Soviet Active Measures: Forgery, Disinformation, Political Operations.

Today's Russian cyberspace disinformation and influence operations (one of the main instruments of hybrid warfare) can be seen as a new version of old methods and intelligence operations from the Cold War era. Russian leadership continues in the tradition of the Soviet past, relying on the services of the faithful (SVR, GRU, TASS, Sputnik, RT and other information services) and is moving away from the developed democratic world.

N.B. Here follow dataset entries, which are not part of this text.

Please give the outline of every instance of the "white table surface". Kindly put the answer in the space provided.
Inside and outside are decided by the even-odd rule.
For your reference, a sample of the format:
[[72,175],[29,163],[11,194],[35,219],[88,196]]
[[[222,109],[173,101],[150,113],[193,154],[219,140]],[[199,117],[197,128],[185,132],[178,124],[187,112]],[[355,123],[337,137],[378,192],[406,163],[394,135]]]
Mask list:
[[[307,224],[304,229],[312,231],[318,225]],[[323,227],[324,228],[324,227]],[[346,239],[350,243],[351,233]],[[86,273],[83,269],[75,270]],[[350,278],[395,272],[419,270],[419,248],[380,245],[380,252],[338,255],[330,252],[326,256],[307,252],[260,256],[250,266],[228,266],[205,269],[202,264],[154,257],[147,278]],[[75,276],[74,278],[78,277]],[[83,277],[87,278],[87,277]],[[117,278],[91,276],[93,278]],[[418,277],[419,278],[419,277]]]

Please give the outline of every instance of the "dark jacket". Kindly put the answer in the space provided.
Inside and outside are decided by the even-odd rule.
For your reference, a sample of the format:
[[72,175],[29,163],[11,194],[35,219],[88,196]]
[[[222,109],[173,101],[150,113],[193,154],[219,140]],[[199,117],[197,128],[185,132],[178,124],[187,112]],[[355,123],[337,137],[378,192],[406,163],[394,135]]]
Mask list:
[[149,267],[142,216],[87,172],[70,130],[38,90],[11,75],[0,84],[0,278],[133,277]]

In our series on disinformation, we are including a document dated October 1981 from the US Department of State addressed to individuals, private groups and foreign governments. This is the first document of the Joint Interagency Active Measures Working Group, first managed by the US Department of State and later by the United States Information Agency. The group was formed in 1981 during the Reagan administration. The document describes Soviet activities in the area of ​​forgery, misinformation and political influence operations.1 It describes in more detail selected USSR operations against the US during the turn of the decade from the 1970s to the 1980s. It partially identifies people (journalists, politicians) as "instruments" of influence operations, and points out the significance and accessibility of the media (radio, press) of the day and leading organizations in the free and developing world for USSR foreign policy. It can be assumed that the sources for this document were likely information from agents in the relevant areas, or inside Eastern European and Soviet intelligence services, as well as intelligence officers who had defected to America. Some of the operations mentioned in the document also had an impact on the public in the Eastern Bloc. To illustrate certain operations we have included related clippings from the Czechoslovak communist press of the day (available in Czech only).